Hallazgos ecográficos
En la ecoscopia se observan múltiples nódulos hipoecoicos en el parénquima hepático sugestivos de afectación metastásica. Se solicita ecografía reglada preferente, confirmándose el hallazgo de nódulos hipoecogénicos de predominio en el lóbulo izquierdo hepático.
Pruebas complementarias
Analítica sin alteraciones relevantes salvo discreta elevación de GGT (95 U/L).
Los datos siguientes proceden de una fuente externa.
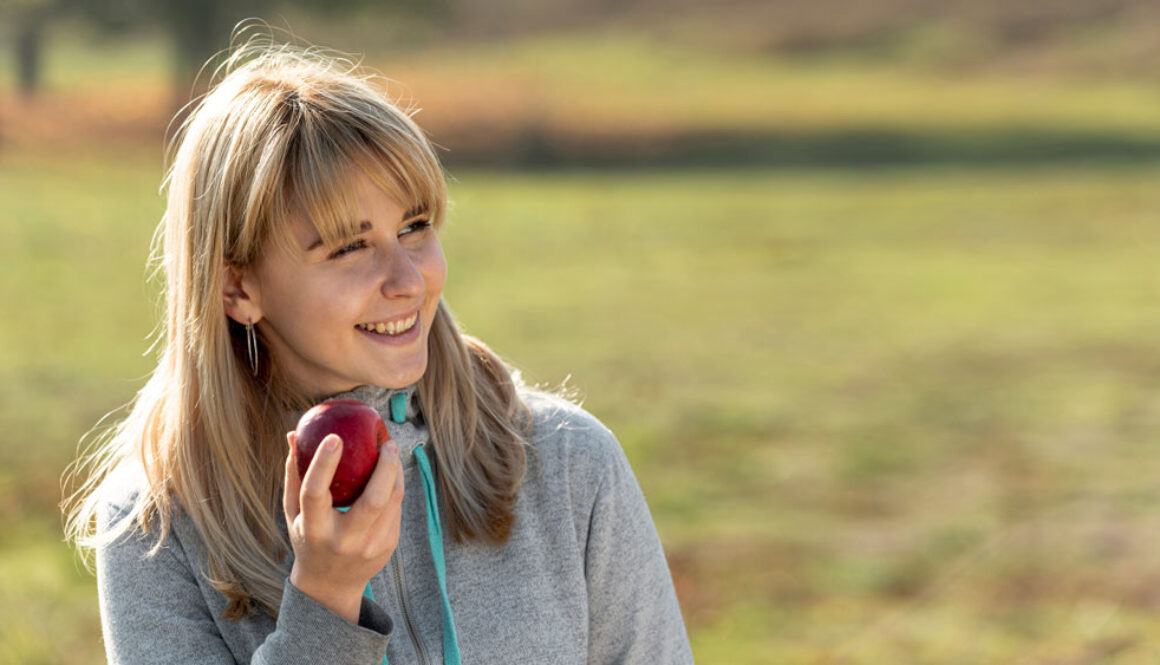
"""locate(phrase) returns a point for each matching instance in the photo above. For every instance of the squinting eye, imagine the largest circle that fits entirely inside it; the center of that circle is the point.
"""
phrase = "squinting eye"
(347, 248)
(415, 226)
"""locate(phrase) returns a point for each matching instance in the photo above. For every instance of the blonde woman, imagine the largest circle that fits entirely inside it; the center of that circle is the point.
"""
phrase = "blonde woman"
(302, 261)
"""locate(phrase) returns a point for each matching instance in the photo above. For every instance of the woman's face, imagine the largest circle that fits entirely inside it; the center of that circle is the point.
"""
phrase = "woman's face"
(338, 317)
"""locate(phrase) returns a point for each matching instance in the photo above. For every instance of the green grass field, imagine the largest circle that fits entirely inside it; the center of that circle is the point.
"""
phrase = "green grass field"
(886, 417)
(881, 416)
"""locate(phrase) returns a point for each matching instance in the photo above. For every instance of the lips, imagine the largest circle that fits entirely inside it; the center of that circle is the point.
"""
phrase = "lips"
(391, 327)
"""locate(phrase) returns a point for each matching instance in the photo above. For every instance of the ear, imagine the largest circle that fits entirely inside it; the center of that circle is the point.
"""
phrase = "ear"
(240, 295)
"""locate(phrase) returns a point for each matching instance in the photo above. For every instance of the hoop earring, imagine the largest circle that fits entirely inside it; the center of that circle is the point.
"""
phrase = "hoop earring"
(252, 346)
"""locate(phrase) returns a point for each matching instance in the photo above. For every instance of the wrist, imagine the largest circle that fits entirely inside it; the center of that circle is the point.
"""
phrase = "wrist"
(346, 602)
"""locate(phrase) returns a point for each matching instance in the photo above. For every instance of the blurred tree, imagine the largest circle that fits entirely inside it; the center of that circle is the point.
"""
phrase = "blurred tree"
(28, 20)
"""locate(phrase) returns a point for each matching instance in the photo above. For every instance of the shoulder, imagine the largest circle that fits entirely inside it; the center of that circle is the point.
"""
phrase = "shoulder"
(568, 440)
(557, 420)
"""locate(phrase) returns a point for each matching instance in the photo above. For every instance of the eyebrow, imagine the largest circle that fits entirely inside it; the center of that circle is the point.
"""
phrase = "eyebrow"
(364, 225)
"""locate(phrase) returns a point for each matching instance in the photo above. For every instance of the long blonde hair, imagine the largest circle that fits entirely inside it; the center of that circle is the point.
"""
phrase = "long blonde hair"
(281, 134)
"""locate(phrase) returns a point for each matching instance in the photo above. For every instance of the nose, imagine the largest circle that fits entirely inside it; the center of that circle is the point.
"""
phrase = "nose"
(401, 277)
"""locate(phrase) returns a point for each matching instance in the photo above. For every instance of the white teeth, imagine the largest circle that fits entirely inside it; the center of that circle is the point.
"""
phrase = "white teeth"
(391, 327)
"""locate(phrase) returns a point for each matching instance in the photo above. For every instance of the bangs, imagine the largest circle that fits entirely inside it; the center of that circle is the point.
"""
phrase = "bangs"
(324, 158)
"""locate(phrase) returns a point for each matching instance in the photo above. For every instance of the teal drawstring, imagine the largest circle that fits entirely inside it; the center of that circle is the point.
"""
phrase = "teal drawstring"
(434, 537)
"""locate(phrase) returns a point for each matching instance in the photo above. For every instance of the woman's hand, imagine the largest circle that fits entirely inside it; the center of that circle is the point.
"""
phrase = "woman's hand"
(335, 554)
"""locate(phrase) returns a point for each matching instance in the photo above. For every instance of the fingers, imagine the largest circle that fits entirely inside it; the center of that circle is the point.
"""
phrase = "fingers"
(291, 483)
(384, 490)
(314, 497)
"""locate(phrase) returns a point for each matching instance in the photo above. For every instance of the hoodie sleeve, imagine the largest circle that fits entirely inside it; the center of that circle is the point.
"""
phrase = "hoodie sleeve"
(153, 611)
(633, 613)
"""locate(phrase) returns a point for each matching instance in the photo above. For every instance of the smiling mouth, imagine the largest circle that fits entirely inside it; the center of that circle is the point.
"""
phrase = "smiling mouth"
(391, 327)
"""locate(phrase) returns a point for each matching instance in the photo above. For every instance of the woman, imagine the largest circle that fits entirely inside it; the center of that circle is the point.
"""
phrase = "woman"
(302, 261)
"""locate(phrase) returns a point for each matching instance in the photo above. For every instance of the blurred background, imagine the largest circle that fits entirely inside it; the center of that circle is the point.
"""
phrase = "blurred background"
(868, 290)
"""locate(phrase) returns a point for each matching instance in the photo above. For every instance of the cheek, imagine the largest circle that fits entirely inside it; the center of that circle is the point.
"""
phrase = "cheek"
(434, 270)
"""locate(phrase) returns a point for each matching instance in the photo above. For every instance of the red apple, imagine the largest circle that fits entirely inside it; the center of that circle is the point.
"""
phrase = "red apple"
(362, 432)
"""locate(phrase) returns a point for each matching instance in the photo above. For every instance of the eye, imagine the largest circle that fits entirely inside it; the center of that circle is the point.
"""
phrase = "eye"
(415, 226)
(354, 246)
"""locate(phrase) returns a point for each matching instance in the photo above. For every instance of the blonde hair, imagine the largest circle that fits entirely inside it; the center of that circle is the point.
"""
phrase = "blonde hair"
(278, 135)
Radiografía de tórax sin hallazgos.
Con los hallazgos, se deriva a Medicina Interna para completar estudio, solicitando un TAC abdominopélvico que muestra gran masa sólida en lóbulo hepático izquierdo con nódulos satélite en lóbulo derecho, con captación progresiva de contraste compatible con colangiocarcinoma intrahepático. Posteriormente, se solicita una BAG guiada por ecografía que confirmó el diagnóstico.
Juicio clínico, diagnóstico diferencial, concordancia con el hospital (en su caso)
Juicio clínico: hígado metastásico.Tratamiento, planes de actuación
Se valora el caso en comité de tumores, considerándose irresecable y se inicia tratamiento paliativo con quimioterapia combinada (cisplatino + gemcitabina + durvalumab). Posteriormente, por falta de respuesta se inicia segunda línea con FOLFOX. Actualmente, en tercera línea de tratamiento con ivosidenib.Evolución
La paciente ha mantenido buena tolerancia clínica y función hepática estable, con control radiológico periódico.Este caso refleja la importancia de la ecografía realizada por el médico de familia como herramienta clave para la detección precoz de lesiones hepáticas potencialmente malignas, permitiendo una derivación rápida y dirigida al nivel hospitalario.